AAN: Secondhand Smoke Linked to Dementia Risk

Greatest risk seen in those with over 30 years of exposure and underlying carotid artery disease

WEDNESDAY, May 2 (HealthDay News) -- Patients with high lifetime exposure to secondhand smoke may have an increased risk of developing dementia, especially if they have underlying carotid artery disease, according to research presented this week at the annual meeting of the American Academy of Neurology in Boston.

Thaddeus Haight, of the University of California at Berkeley, and colleagues studied 3,602 subjects aged 65 and older, including 985 never-smokers without diagnosed cardiovascular disease or dementia, who were enrolled in the Cardiovascular Health Study. They identified 495 subjects who had a mean 27.9 years of secondhand smoke exposure.

Over a six-year period, the researchers found that subjects with more than 30 years of secondhand smoke exposure were 31 percent more likely to develop dementia than those with no lifetime secondhand smoke exposure.

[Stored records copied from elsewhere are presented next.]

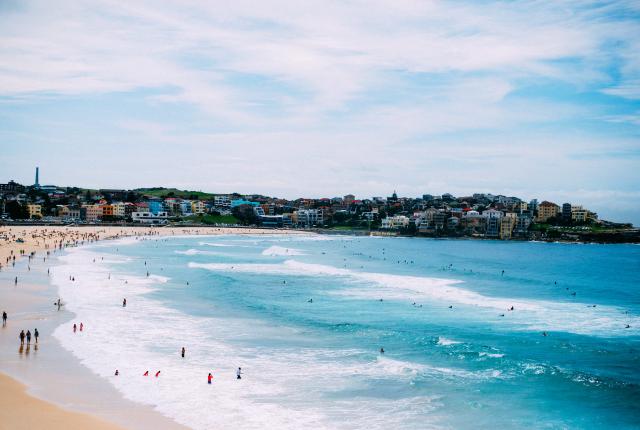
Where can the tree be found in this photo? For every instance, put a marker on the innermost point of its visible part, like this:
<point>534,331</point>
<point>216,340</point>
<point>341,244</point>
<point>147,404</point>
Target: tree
<point>245,214</point>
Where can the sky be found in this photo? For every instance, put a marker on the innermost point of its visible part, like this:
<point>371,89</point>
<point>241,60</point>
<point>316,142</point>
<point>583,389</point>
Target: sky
<point>537,99</point>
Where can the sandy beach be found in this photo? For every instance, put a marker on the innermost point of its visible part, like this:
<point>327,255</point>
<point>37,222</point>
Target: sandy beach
<point>44,386</point>
<point>22,411</point>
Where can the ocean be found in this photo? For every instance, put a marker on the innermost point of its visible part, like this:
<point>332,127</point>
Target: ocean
<point>306,316</point>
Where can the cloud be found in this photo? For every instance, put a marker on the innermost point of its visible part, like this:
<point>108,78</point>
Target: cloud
<point>365,95</point>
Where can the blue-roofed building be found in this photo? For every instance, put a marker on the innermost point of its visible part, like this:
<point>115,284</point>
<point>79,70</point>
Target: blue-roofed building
<point>156,206</point>
<point>240,202</point>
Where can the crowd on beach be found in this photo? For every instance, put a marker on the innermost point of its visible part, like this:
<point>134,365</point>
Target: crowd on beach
<point>21,242</point>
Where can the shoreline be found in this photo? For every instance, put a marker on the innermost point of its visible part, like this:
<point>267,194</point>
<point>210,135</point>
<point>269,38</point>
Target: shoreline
<point>49,378</point>
<point>23,411</point>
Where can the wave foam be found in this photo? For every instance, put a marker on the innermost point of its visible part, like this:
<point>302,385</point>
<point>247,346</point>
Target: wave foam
<point>281,251</point>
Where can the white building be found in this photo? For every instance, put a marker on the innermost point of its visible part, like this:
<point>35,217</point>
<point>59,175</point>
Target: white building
<point>492,213</point>
<point>395,222</point>
<point>149,218</point>
<point>222,201</point>
<point>310,217</point>
<point>198,207</point>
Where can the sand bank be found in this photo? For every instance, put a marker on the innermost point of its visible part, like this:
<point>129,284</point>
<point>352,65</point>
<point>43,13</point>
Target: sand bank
<point>22,411</point>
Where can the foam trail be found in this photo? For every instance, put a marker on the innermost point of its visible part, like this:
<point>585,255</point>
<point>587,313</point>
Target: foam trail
<point>146,335</point>
<point>281,251</point>
<point>529,314</point>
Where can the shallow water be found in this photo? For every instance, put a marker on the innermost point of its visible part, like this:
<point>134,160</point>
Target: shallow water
<point>305,318</point>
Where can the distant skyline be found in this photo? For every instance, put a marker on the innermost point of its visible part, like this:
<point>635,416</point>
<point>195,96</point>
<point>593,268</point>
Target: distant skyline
<point>322,98</point>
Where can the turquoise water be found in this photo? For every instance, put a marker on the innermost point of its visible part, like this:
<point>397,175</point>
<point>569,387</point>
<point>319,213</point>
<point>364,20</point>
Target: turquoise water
<point>306,317</point>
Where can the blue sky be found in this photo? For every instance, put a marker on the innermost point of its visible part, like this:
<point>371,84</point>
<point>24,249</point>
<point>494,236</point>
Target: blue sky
<point>324,98</point>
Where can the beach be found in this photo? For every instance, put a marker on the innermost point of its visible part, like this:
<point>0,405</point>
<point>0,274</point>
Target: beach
<point>43,385</point>
<point>330,332</point>
<point>21,411</point>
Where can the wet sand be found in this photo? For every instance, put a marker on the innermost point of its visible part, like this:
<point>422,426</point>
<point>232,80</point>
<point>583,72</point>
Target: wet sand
<point>60,391</point>
<point>22,411</point>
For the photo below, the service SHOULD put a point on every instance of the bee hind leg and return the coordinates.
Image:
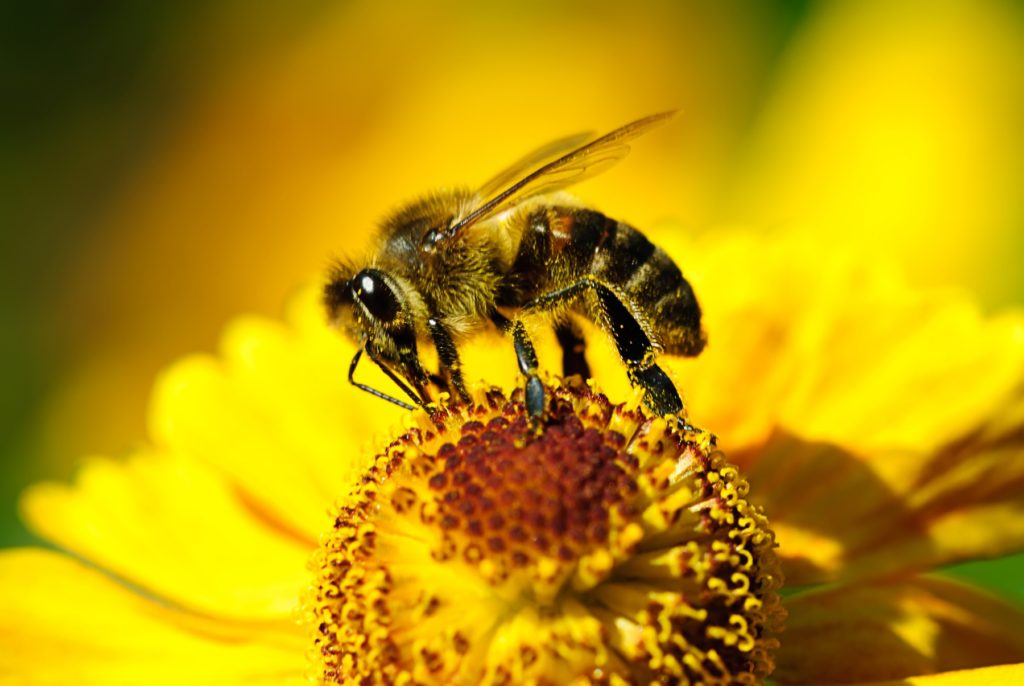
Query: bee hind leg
(633, 343)
(448, 354)
(526, 357)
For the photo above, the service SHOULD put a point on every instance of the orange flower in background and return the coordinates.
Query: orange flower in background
(876, 427)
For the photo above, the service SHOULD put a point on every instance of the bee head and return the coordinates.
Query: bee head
(369, 307)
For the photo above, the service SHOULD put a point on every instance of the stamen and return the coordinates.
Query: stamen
(611, 548)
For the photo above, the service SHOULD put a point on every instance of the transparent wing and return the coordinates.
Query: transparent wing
(584, 162)
(528, 163)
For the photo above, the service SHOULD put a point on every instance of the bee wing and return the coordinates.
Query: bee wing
(584, 162)
(521, 168)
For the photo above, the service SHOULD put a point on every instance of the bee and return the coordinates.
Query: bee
(456, 262)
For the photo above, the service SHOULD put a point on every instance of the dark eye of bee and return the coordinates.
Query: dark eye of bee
(371, 290)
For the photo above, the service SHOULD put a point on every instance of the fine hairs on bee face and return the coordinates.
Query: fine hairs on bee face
(453, 263)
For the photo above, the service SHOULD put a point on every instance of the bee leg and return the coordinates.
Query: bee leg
(526, 356)
(448, 354)
(573, 347)
(635, 347)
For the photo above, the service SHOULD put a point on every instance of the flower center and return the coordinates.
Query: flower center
(609, 548)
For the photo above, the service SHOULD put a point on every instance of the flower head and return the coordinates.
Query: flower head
(878, 427)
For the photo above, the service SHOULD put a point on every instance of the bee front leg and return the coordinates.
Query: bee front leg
(526, 357)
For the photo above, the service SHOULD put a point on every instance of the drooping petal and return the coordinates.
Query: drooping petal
(873, 633)
(840, 516)
(174, 527)
(69, 624)
(878, 424)
(276, 414)
(833, 345)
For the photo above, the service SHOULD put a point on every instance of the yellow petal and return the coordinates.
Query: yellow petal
(895, 631)
(840, 516)
(276, 414)
(175, 528)
(833, 346)
(1004, 675)
(879, 426)
(64, 623)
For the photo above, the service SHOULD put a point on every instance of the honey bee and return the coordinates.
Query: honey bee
(455, 262)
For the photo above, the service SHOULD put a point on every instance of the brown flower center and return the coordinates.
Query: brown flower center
(611, 548)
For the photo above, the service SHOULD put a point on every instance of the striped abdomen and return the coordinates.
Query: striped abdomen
(560, 246)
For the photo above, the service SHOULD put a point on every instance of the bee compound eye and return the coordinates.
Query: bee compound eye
(374, 293)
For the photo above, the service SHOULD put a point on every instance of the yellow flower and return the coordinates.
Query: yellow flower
(879, 428)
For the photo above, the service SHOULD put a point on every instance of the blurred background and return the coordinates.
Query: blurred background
(167, 166)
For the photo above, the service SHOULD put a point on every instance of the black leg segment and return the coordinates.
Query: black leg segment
(526, 357)
(374, 391)
(448, 354)
(634, 345)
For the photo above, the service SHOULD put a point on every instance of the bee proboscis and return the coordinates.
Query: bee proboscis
(453, 263)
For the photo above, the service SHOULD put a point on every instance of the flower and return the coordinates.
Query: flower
(610, 547)
(880, 429)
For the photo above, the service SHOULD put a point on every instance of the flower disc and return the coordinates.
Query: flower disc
(608, 548)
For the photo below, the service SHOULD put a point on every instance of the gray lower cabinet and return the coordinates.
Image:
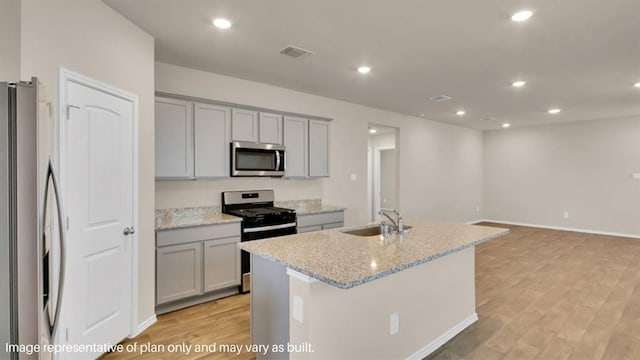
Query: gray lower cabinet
(179, 272)
(195, 264)
(321, 221)
(221, 263)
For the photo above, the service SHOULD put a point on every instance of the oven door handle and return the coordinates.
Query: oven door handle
(267, 228)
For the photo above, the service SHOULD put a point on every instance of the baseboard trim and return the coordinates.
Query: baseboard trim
(442, 339)
(586, 231)
(474, 222)
(145, 325)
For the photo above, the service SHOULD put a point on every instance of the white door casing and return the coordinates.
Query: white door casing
(100, 181)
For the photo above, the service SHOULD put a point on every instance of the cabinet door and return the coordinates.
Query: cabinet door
(318, 148)
(221, 263)
(178, 272)
(296, 141)
(174, 138)
(270, 128)
(244, 125)
(212, 138)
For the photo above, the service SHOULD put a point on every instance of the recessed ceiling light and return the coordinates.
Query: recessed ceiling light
(221, 23)
(521, 16)
(440, 98)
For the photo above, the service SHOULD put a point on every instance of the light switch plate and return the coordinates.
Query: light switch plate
(298, 309)
(394, 323)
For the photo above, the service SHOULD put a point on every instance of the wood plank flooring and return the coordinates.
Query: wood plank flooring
(540, 294)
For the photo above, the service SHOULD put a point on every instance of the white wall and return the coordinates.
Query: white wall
(88, 37)
(10, 40)
(534, 174)
(440, 177)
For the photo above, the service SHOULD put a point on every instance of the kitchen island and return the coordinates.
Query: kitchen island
(328, 294)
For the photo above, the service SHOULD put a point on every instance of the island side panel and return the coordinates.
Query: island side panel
(269, 306)
(434, 300)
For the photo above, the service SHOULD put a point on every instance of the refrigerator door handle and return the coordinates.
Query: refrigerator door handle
(51, 174)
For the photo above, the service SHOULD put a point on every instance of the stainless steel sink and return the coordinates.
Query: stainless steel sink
(369, 230)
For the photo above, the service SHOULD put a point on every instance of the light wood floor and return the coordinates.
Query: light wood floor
(540, 294)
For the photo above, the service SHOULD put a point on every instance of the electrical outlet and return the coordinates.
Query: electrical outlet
(394, 323)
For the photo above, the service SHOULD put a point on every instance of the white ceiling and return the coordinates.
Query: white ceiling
(579, 55)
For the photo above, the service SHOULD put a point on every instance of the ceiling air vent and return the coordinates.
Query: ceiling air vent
(440, 98)
(295, 52)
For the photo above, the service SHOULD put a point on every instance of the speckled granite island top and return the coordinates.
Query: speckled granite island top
(346, 261)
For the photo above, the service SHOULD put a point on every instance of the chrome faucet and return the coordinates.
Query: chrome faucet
(398, 223)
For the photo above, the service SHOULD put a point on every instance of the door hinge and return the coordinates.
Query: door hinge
(69, 107)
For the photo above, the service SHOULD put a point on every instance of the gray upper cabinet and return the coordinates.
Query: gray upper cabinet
(318, 148)
(174, 138)
(212, 138)
(270, 128)
(244, 125)
(296, 141)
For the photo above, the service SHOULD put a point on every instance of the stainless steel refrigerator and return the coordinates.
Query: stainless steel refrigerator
(31, 228)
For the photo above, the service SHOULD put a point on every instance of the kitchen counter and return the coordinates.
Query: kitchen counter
(346, 261)
(209, 215)
(320, 288)
(193, 216)
(308, 207)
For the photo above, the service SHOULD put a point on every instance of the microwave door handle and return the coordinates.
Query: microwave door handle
(56, 316)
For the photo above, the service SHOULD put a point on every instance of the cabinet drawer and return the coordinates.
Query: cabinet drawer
(320, 219)
(197, 233)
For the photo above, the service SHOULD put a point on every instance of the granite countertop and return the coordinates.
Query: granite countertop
(308, 207)
(193, 216)
(209, 215)
(346, 261)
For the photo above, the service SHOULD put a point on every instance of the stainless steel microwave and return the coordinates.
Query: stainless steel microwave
(250, 159)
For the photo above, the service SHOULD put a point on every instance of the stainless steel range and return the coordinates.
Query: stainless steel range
(260, 220)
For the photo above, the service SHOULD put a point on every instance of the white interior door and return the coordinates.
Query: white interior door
(99, 191)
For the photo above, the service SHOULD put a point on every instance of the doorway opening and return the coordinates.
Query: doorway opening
(383, 165)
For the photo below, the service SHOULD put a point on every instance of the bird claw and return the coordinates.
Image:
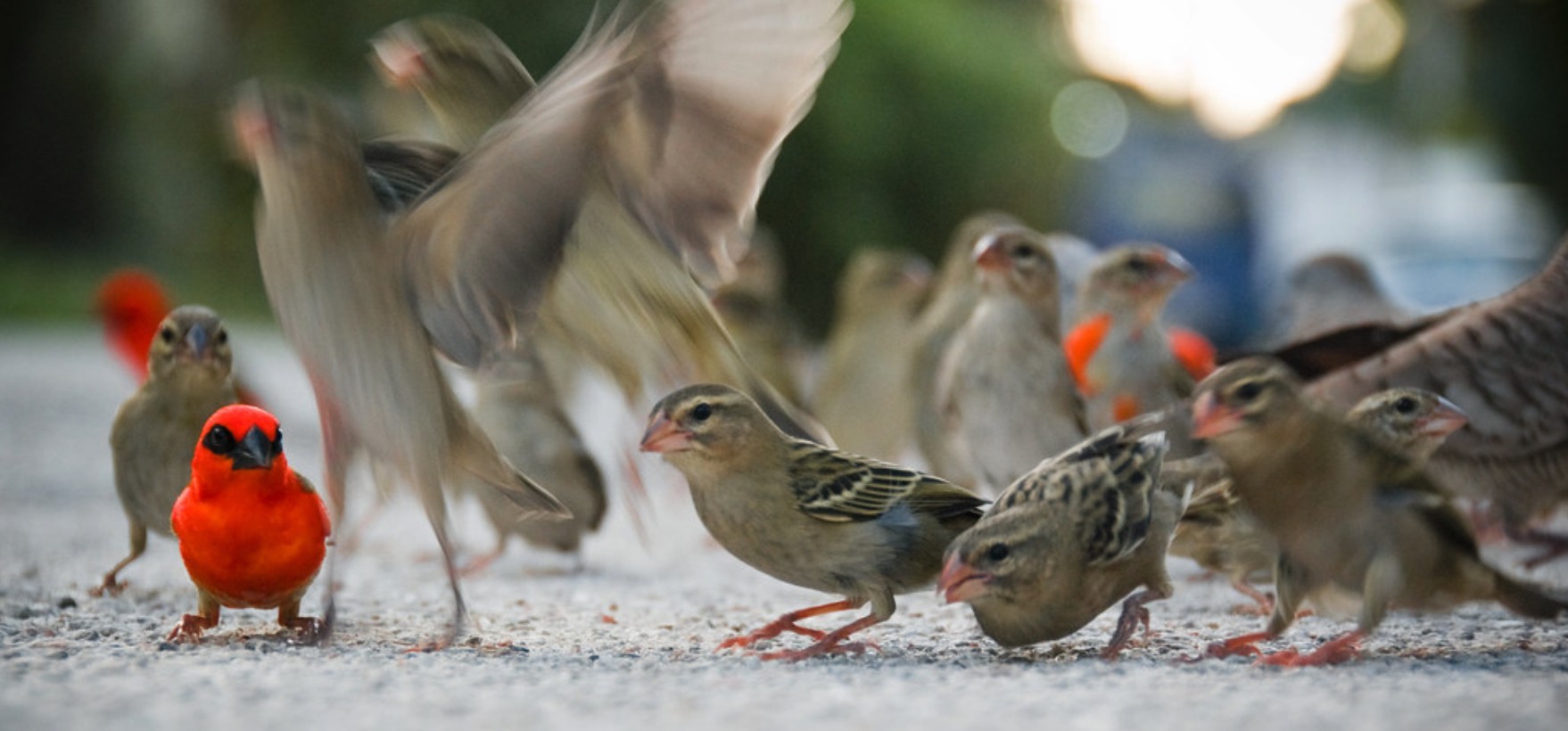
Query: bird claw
(190, 628)
(744, 642)
(1332, 653)
(109, 587)
(819, 650)
(308, 629)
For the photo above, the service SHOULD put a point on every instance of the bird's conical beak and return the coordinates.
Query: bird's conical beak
(198, 339)
(1443, 421)
(990, 254)
(254, 450)
(1211, 419)
(960, 582)
(399, 58)
(664, 435)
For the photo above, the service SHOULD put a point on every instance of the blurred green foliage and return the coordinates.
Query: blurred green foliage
(933, 109)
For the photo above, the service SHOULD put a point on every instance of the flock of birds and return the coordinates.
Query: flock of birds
(599, 221)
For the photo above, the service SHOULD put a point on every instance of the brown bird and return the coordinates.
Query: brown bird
(1123, 357)
(862, 396)
(1501, 361)
(753, 309)
(188, 377)
(529, 427)
(1007, 394)
(1330, 292)
(953, 297)
(620, 299)
(805, 513)
(466, 74)
(1349, 515)
(647, 140)
(1222, 537)
(1069, 540)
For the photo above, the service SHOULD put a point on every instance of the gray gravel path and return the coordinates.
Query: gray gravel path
(628, 639)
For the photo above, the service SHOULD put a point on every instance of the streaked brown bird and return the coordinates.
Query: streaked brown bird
(1349, 515)
(1501, 361)
(188, 377)
(805, 513)
(651, 138)
(1222, 537)
(1007, 394)
(1067, 541)
(953, 295)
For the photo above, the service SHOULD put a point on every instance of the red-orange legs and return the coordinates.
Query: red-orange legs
(1233, 646)
(788, 625)
(829, 644)
(1133, 613)
(1342, 648)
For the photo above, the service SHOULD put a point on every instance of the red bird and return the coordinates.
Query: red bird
(132, 305)
(252, 532)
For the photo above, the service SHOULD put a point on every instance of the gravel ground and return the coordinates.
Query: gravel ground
(626, 636)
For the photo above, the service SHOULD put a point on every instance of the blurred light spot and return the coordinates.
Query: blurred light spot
(1375, 38)
(1088, 119)
(1236, 62)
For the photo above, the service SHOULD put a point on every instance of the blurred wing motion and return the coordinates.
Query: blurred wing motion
(1503, 363)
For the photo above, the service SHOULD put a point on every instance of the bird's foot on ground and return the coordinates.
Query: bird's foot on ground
(190, 628)
(1342, 648)
(308, 629)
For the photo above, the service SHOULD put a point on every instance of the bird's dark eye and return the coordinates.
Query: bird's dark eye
(219, 439)
(701, 411)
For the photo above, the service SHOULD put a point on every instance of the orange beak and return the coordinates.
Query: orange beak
(1444, 421)
(960, 582)
(1211, 419)
(400, 62)
(990, 254)
(664, 435)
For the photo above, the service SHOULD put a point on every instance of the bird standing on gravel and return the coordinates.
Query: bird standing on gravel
(1349, 515)
(188, 365)
(1007, 396)
(648, 140)
(1217, 532)
(252, 532)
(1123, 358)
(1069, 538)
(806, 515)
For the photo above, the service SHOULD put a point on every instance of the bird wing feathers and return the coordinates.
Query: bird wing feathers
(838, 487)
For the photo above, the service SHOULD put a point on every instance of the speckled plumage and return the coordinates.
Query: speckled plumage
(1069, 540)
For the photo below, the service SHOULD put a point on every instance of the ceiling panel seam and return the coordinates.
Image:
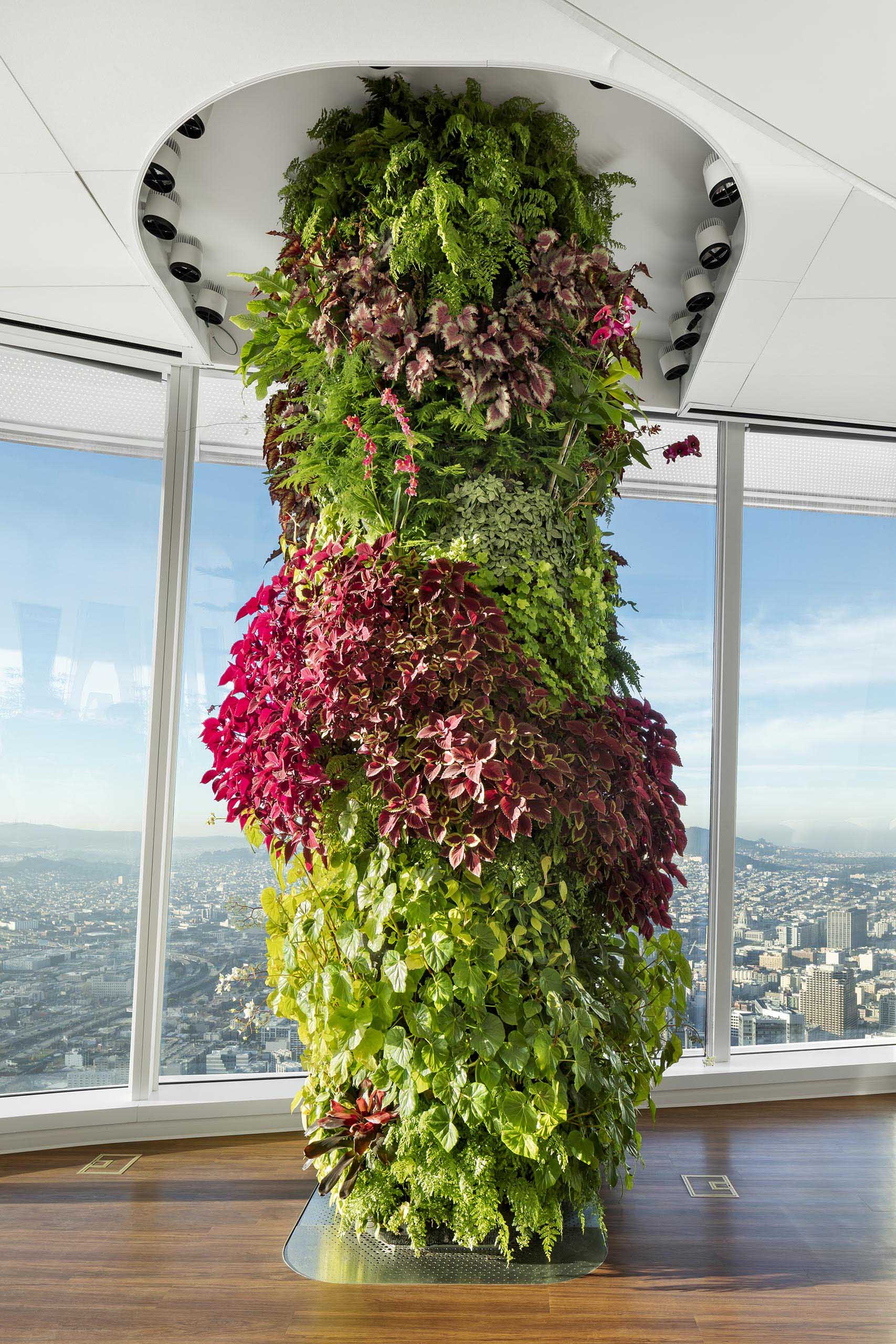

They also found that subjects who had high lifetime exposure to secondhand smoke and detectable carotid-artery abnormalities were 2.38 times more likely to develop dementia as those with no secondhand smoke exposure and no underlying carotid artery disease.

"The fact that there were more people in this study population who were not diagnosed, but had underlying cardiovascular disease compared to people who were diagnosed points to the health risks associated with lifetime exposure to secondhand tobacco smoke in a potentially wider segment of the elderly population," Haight said in a statement.